Along the way, Fermenta, a women’s craft collaborative, also wants to educate and encourage more women to get involved in the profession of creating world-class craft beverages.
It’s a calling Manda Geiger answered a decade ago. The brewer at Hudsonville-based Pike 51 Brewing Co. worked over the years to perfect her craft, as well as push the notion that women — just like men — can make excellent beer.
“Women can do just as much as men can,” Geiger said. “Brewing always seemed very labor-intensive and (it seemed) that women couldn’t do that. It’s very much not that way.
“We’re turning that wheel. Women are amazing brewers.”
Women also make up nearly a third of all craft beer consumers, according to 2014 data from the Brewers Association, a national trade association.
Geiger, the communications director for Fermenta, said it hasn’t always been easy for women to approach the male-dominated industry — a fact that’s at the heart of the nonprofit’s regular educational programming.
“It’s easier if you have women putting on these educational events,” Geiger said.
That vision for Fermenta stemmed from an idea that Arcadia Brewing Co.’s Stacey Roth and Pauline Knighton of Short’s Brewing Co. shared at the 2014 Michigan Brewers Guild Winter Conference in Harbor Springs. From there, Fermenta officially launched in August 2014 and became a 501(c)(3) nonprofit over the winter.
The collective offers seminars and trade shows and collaborates with breweries across the state to brew special one-off beers, as well as raises funds for members to further their education through scholarships.
Nineteen Michigan breweries have joined Fermenta, which boasts around 115 members, including enthusiasts and industry representatives from across the state.

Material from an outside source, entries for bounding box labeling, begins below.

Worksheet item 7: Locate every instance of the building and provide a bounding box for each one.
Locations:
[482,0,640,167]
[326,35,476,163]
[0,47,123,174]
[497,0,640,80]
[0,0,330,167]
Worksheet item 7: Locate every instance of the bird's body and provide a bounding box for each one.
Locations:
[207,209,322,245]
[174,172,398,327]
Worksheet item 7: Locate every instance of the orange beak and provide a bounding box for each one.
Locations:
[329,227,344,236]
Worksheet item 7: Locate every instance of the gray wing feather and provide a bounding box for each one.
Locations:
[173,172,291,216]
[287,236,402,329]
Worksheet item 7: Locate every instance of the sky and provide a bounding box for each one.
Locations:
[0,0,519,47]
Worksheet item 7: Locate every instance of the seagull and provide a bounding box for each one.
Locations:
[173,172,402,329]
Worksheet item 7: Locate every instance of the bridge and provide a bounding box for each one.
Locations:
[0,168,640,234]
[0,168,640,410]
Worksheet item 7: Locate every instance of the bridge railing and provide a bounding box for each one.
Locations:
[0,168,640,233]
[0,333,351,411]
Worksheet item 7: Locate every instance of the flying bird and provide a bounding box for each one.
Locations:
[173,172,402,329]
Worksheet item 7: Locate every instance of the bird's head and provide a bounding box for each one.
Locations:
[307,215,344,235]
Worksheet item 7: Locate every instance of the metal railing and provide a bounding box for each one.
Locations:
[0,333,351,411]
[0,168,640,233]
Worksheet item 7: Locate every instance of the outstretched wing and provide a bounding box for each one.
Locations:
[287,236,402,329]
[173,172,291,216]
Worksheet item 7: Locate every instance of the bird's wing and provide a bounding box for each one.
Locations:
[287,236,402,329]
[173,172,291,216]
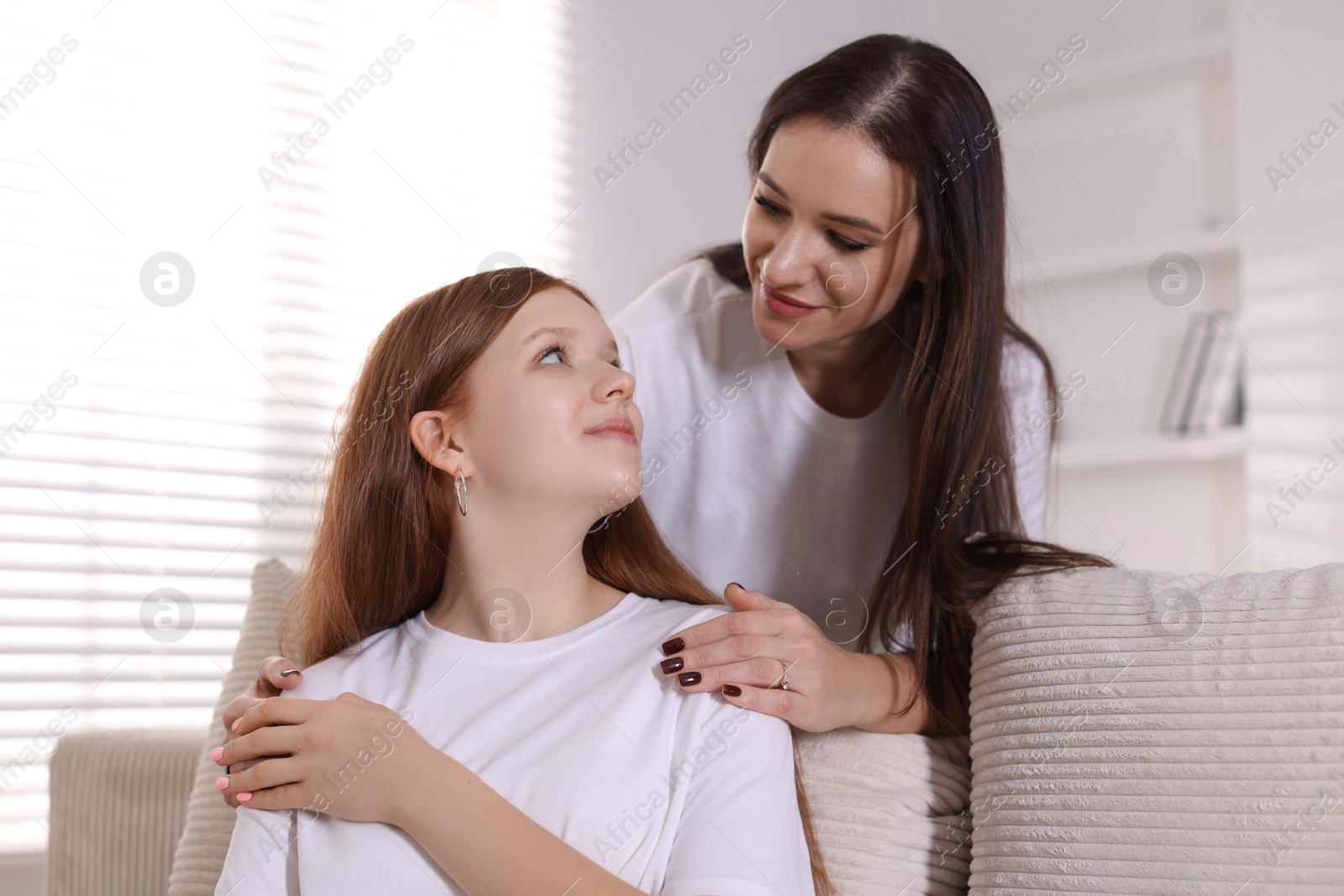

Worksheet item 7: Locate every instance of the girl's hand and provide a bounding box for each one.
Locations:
[663,582,929,732]
[222,657,304,807]
[211,690,442,822]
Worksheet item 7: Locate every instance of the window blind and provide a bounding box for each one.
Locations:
[0,0,575,853]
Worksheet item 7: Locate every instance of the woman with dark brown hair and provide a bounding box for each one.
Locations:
[226,35,1111,892]
[217,267,825,896]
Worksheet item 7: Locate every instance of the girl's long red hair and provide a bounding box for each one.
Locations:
[280,267,835,896]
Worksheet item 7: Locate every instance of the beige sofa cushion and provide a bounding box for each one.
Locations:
[970,563,1344,896]
[168,558,294,896]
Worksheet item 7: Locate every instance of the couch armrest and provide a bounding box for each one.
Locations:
[45,730,206,896]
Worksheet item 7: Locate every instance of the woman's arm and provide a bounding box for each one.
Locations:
[222,657,304,809]
[217,692,641,896]
[390,750,643,896]
[215,806,298,896]
[663,582,959,735]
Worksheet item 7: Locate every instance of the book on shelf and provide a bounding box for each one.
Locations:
[1161,312,1246,435]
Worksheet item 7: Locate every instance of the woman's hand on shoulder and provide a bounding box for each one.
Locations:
[222,657,304,807]
[213,690,444,824]
[661,582,929,732]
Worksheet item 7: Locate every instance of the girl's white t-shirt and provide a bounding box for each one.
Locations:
[215,592,815,896]
[610,258,1050,650]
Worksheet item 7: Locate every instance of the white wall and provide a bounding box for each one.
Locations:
[566,0,1344,572]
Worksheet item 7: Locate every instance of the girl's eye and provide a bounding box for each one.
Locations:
[755,196,782,215]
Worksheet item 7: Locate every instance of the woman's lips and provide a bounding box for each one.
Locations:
[761,284,822,317]
[583,417,640,445]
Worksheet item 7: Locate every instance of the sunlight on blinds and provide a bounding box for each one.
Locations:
[0,0,574,853]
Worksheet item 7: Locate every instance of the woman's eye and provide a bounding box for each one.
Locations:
[831,231,867,253]
[755,196,781,215]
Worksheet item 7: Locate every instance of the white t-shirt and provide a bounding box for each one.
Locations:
[610,259,1050,649]
[215,594,815,896]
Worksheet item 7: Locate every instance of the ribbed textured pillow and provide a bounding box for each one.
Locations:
[168,558,294,896]
[793,728,970,896]
[970,563,1344,896]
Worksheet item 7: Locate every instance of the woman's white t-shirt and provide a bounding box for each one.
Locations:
[610,258,1050,649]
[215,592,815,896]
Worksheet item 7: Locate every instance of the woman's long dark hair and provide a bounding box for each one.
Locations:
[696,34,1114,726]
[280,267,835,896]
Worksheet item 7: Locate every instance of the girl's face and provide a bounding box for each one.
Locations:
[742,117,922,349]
[422,286,643,522]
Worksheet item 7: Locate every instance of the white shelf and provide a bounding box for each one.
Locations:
[1055,426,1246,471]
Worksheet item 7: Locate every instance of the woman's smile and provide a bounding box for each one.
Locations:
[583,417,640,446]
[761,284,822,317]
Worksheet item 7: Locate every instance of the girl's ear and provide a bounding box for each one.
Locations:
[407,411,470,475]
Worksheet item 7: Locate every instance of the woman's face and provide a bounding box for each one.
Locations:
[412,286,643,524]
[742,117,921,349]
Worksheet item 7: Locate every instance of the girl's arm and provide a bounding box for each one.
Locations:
[388,750,643,896]
[215,692,641,896]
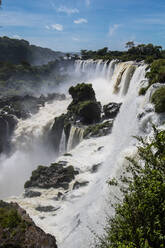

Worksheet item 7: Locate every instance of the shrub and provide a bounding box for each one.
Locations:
[96,127,165,248]
[146,59,165,85]
[151,87,165,113]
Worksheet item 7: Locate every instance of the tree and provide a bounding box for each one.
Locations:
[125,41,135,49]
[97,127,165,248]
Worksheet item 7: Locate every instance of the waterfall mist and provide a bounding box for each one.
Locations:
[0,60,156,248]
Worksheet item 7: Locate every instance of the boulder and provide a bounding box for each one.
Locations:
[0,114,17,153]
[0,201,57,248]
[24,163,78,189]
[24,190,41,198]
[69,83,96,104]
[68,83,101,125]
[83,120,113,139]
[49,114,66,154]
[35,206,60,213]
[103,102,122,119]
[73,181,89,189]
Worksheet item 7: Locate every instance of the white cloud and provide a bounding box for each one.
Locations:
[108,24,121,36]
[74,18,88,24]
[12,34,21,40]
[51,24,64,31]
[45,25,50,29]
[85,0,90,6]
[57,6,79,15]
[72,37,80,41]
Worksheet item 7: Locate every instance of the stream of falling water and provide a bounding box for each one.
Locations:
[0,60,159,248]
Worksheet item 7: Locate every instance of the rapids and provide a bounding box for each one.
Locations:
[0,60,158,248]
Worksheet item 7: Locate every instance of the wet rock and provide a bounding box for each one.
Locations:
[24,190,41,198]
[84,120,113,139]
[97,146,104,151]
[103,102,122,119]
[35,206,60,213]
[69,83,96,104]
[49,114,66,154]
[0,114,17,153]
[73,181,89,189]
[24,163,78,190]
[0,201,57,248]
[64,153,72,157]
[91,163,102,173]
[68,83,101,125]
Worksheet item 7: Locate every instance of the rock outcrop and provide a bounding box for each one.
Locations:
[0,201,57,248]
[24,162,78,189]
[103,102,122,119]
[68,83,101,125]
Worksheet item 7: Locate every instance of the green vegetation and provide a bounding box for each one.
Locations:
[146,59,165,85]
[83,121,113,138]
[139,59,165,95]
[68,83,101,124]
[81,42,165,63]
[96,127,165,248]
[151,87,165,113]
[0,201,27,232]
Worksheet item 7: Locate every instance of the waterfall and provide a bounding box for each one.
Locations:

Fermenta’s experienced executive board features Michigan women brewers and craft beer professionals who bring unique insight for potential members, sources said. At the end of the day, the organization wants to empower women to make great beer, hence the emphasis on educational programming on the science of brewing.

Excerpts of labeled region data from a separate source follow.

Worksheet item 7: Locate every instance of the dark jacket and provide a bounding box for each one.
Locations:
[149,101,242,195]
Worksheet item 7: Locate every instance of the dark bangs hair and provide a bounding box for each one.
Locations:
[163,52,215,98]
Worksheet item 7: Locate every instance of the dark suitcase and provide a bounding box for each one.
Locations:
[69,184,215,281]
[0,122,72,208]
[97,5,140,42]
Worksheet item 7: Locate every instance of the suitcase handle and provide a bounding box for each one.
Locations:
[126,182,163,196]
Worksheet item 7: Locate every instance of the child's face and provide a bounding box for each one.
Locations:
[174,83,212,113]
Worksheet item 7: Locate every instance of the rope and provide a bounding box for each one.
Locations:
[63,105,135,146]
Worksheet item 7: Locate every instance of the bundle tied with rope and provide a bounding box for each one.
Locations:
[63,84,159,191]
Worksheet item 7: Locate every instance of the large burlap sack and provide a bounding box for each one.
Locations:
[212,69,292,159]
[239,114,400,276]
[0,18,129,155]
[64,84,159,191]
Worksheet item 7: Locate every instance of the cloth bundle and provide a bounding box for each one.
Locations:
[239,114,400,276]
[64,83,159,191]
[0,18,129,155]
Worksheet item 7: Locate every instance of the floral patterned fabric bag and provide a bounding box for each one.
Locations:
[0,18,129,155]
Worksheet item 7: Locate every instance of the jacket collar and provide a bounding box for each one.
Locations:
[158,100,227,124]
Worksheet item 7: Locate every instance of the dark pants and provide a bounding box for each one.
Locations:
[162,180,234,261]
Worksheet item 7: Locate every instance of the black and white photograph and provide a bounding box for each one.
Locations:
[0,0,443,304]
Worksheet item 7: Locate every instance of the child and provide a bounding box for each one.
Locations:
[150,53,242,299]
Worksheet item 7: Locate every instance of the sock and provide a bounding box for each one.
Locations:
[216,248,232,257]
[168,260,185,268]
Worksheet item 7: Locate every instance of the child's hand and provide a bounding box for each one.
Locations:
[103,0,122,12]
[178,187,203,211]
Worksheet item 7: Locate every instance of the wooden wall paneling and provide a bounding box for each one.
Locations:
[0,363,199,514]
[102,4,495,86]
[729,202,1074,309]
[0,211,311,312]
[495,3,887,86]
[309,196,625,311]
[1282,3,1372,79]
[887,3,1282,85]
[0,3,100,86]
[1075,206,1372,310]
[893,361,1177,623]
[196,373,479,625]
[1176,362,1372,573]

“We are thrilled with the industry’s warm welcome and excited to be a resource for people who want to expand their knowledge in the fermented craft beverage industries,” said Knighton, who serves as president of Fermenta, in a statement. “The talented and passionate network we are building will provide a multitude of opportunities for women and strengthen and grow the industry.”
Fermenta is also open to women from other craft beverage segments, including wine, cider and spirits.
“I’ve watched the whole industry change,” Geiger said. “We want to build camaraderie amongst women.”
Perhaps the most visible aspect for Fermenta are the collaborations they do with breweries around the state, particularly timed for major beer festivals.
At this year’s Summer Beer Festival put on by the Michigan Brewers Guild, Fermenta presented 26 new collaborations with brewers such as Arbor Brewing Co., The B.O.B., Eternity Brewing Co., Founders Brewing Co., Mitten Brewery, New Holland Brewing and more.
Giving women a chance to alongside brewers around the state provides them an opportunity for new experiences — as well as a chance to learn to work with new systems, ways of brewing and more, Geiger said. Fermenta also sponsors at least two events per month, including seminars and a tours of breweries and distilleries.
The group would also consider exploring partnerships with local beer festivals.
Geiger said the group wants to encourage a sense of community among women in the craft brewing industry, one that women and men can take pride in.
“I am so overwhelmed by the participation,” Geiger said. “I’m overwhelmed by the amount of women that wanted to become a part of this and actually help further (Fermenta) themselves.”